Before they let a new teacher get to three years, administrators must be pretty darn sure they want to keep a new teacher around, because after three years, they're stuck with him. In some districts, teachers are watched like a hawk during their third year, with administrators constantly popping into the classroom. Other districts have reputations for dragging new teachers along, only to drop them right before tenure kicks in. I really can't blame administrators for this. If they're being forced to keep someone on their teaching staff, they have a responsibility to make sure that person can perform. Non-tenured teachers know that administrators do this, which sort of freaks us out.

Underperforming Teachers

Every school has some faculty members who simply shouldn't be teaching. Some teachers get burnt out, some don't care about their jobs, and some don't even like kids. Tenured teachers really have no incentive to improve their craft or even maintain an adequate level of performance, because they know that their jobs are basically safe no matter what. This keeps ineffective teachers on the teaching staff when they should be let go.

Administrators need the power to motivate these people and remove them if necessary. The tenure system takes that power away.

Students

This, of course, has the effect of harming students. Students are stuck with poor teachers who should have quit years ago.

Where The Tenure System Does Make Sense

The tenure system does make sense at research universities. It's important that professors and researchers be given academic freedom to explore fringe, controversial, and unconventional ideas, both in the classroom and the laboratory. This is often how social and scientific progress is made. If these positions were subject to chest-beating politicians and administrators, this academic freedom would be lost.

However, the type of learning that takes place in a K-12 system is different than what happens at a university. In the K-12 system, the protection of academic freedom (which tenure creates) is less important than keeping a motivated and effective teaching force (which tenure destroys). For better or worse, there is virtually no need to protect academic freedom in K-12 systems, because K-12 educators are mandated to teach a state-approved, standards-based curriculum. Tenure, a devise whose purpose is to protect academic freedom, is being applied to an institution in which that protection is unnecessary. We're getting all of the drawbacks of the tenure system without any of the benefits.

2 comments:

Anonymous said...

I understand your points, but also feel the need for academic freedom in teaching. I teach social studies. I may have state mandated standards, but there is always more to teaching than simply that.
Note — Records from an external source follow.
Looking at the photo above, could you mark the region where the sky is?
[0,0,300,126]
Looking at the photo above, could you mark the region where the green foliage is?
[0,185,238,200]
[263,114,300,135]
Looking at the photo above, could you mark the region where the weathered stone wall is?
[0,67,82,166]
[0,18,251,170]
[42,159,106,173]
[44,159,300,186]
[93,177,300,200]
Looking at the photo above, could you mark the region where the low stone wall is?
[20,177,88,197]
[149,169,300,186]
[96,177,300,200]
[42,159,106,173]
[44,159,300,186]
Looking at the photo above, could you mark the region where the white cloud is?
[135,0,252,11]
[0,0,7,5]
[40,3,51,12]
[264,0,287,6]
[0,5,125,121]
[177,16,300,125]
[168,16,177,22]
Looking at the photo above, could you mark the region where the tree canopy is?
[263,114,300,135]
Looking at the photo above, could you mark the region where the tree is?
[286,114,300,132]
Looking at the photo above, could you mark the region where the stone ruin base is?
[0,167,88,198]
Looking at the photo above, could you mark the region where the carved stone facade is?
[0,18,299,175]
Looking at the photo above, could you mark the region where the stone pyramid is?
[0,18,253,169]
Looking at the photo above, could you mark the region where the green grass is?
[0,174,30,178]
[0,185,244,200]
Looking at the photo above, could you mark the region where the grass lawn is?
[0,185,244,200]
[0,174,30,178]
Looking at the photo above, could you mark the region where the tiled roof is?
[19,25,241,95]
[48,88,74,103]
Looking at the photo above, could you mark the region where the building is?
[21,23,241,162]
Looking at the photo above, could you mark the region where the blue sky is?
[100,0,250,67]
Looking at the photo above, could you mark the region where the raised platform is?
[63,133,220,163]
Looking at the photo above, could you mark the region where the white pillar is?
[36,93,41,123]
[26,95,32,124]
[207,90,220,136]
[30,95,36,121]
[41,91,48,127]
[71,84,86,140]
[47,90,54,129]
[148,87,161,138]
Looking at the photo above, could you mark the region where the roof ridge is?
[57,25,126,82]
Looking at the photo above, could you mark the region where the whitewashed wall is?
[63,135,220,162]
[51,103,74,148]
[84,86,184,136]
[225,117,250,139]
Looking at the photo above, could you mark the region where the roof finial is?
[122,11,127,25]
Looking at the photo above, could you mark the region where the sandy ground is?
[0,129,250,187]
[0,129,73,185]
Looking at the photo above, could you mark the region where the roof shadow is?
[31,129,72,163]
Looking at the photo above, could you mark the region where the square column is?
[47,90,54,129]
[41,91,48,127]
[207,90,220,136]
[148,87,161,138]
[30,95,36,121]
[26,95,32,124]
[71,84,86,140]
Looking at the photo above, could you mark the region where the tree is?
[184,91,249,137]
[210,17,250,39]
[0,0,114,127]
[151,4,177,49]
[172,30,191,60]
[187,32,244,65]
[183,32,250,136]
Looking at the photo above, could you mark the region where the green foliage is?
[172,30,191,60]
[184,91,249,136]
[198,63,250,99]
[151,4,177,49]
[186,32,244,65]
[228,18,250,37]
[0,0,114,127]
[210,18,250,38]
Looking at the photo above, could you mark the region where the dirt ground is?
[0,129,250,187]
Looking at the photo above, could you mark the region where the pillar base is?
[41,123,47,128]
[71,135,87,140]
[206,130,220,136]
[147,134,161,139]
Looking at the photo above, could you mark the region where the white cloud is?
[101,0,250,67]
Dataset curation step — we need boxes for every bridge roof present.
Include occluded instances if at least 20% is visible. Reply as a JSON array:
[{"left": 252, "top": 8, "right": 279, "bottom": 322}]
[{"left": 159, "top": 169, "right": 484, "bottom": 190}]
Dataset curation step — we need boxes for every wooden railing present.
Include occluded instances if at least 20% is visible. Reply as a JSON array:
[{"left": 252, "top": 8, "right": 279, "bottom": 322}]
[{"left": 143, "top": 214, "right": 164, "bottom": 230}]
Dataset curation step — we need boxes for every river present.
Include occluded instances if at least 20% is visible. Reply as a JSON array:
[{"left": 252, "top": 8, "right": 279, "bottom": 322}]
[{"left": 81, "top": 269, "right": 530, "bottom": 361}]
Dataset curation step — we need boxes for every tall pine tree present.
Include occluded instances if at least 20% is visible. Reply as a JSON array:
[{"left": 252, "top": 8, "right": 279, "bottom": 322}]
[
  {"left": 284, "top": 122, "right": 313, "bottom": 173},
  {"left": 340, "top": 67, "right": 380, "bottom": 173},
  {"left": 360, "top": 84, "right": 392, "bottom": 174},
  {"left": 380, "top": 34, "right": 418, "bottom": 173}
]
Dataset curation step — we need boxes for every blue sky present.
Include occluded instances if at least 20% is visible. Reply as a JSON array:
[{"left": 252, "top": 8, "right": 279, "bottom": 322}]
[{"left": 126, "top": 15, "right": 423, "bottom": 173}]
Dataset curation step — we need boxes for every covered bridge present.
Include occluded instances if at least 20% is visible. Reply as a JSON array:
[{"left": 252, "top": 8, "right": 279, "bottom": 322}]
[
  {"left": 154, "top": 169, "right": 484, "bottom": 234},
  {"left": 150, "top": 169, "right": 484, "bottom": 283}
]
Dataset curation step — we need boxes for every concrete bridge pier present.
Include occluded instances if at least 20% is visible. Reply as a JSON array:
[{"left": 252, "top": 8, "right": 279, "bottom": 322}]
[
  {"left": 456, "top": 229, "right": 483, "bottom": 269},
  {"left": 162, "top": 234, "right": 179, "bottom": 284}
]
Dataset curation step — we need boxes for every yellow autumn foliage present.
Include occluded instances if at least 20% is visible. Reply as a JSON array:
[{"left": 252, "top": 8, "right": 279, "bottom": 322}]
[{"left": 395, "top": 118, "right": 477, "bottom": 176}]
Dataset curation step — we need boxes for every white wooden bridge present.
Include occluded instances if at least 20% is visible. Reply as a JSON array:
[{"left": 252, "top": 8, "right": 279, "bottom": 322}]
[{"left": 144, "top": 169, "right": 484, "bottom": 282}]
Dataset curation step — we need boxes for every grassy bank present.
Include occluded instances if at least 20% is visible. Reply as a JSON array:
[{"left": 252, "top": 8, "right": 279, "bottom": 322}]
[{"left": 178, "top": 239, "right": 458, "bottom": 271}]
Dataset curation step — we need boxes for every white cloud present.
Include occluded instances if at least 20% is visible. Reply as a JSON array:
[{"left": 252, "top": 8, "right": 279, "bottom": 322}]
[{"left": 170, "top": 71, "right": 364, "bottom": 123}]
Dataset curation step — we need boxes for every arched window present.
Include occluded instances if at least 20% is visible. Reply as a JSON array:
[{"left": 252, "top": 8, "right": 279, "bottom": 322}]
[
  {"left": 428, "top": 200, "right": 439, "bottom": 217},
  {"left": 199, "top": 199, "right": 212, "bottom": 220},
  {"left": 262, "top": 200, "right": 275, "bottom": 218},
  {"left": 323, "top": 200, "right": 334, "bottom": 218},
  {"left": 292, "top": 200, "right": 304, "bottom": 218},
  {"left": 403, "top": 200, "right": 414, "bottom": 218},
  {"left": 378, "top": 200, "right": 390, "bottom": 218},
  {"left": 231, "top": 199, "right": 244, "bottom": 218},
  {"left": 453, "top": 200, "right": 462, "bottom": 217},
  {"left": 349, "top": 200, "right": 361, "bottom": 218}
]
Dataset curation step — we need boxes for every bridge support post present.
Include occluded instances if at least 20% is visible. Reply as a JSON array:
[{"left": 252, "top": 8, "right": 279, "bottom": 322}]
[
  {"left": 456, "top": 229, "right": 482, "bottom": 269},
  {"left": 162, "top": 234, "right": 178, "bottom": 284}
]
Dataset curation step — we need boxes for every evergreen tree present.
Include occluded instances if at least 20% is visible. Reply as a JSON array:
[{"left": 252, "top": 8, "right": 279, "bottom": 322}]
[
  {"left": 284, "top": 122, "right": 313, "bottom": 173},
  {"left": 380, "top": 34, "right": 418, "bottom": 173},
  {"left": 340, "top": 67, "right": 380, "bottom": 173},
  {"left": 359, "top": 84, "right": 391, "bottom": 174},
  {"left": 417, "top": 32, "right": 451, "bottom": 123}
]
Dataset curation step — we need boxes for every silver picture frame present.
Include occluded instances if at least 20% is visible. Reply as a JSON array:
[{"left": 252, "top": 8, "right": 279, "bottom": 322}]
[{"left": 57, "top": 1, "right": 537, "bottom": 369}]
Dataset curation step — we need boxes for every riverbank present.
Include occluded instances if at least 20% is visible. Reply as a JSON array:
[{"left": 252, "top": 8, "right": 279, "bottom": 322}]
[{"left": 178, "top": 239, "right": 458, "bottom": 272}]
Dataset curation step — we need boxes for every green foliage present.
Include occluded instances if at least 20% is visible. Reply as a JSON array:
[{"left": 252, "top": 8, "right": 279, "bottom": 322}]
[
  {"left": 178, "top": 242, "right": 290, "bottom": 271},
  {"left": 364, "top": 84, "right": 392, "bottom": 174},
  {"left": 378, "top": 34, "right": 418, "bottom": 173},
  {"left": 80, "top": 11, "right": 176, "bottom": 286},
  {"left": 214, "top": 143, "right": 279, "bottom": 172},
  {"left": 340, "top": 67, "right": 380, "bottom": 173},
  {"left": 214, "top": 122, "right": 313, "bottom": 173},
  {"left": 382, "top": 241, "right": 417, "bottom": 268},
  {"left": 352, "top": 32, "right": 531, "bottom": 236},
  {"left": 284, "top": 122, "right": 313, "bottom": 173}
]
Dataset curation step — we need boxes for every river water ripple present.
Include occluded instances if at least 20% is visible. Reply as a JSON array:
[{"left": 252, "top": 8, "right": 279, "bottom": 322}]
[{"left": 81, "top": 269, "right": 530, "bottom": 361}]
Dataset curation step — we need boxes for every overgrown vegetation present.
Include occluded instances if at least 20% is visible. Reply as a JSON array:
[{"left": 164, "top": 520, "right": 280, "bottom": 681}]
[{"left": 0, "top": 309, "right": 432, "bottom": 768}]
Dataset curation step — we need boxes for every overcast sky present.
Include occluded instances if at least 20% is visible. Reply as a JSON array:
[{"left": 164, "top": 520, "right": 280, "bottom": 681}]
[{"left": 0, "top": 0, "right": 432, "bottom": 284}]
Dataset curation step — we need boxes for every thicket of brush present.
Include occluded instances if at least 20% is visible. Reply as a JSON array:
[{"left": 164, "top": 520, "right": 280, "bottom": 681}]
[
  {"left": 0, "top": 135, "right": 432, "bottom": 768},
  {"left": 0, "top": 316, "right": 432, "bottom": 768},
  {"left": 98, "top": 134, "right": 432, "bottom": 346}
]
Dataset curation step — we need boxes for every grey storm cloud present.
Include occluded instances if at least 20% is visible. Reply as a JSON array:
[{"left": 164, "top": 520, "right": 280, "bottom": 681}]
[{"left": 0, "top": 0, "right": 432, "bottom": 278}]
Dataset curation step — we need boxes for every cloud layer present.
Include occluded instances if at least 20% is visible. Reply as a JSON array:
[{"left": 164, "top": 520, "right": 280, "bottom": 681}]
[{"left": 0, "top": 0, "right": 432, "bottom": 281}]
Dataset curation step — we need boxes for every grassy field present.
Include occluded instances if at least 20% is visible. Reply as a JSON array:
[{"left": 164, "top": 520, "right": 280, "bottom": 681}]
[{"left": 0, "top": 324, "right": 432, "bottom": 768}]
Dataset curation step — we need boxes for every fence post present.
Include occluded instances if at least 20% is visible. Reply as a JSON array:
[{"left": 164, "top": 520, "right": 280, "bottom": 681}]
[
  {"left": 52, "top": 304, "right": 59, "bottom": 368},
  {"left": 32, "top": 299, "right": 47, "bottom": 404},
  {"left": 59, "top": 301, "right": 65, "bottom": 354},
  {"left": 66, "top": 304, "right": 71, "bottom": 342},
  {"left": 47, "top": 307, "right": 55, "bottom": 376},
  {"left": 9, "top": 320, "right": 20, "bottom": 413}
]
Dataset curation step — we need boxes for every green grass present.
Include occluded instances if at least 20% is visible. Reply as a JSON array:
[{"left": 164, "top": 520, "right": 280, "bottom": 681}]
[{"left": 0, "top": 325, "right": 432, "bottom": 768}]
Also in teaching language arts and choosing novels. job security doesn't make me want to slack off, it makes me want to be a better teacher and allows me the ability to push the envelope, even in teaching 7th and 8th grades.

Clix said...

Is that really how tenure works in your system? Because... can I move there? honestly? Having that kind of security would be awesome!

I've never seen a tenure system that meant you couldn't fire tenured teachers unless they were put in jail. What I HAVE seen is administrators reassigning teachers out of their subject area "provisionally" because either they don't feel like documenting instances of poor teaching or there isn't enough poor teaching to document.

And I find it difficult to believe that the only reason teachers would choose to improve their skills (or even perform competently) is so that they don't get fired. Do you honestly have that poor of an opinion of us?

Tenure provides some protection for the best teachers - the ones who try new ideas rather than sticking with "we've always done it that way before." The ones whose experience and success with students result in higher pay for the teacher (and more expense for the district).

When principals have THEIR pay tied to student performance, then they'll have much more incentive to keep teachers who are effective, including those who are unorthodox or expensive, without being pushed to do so by the tenure system.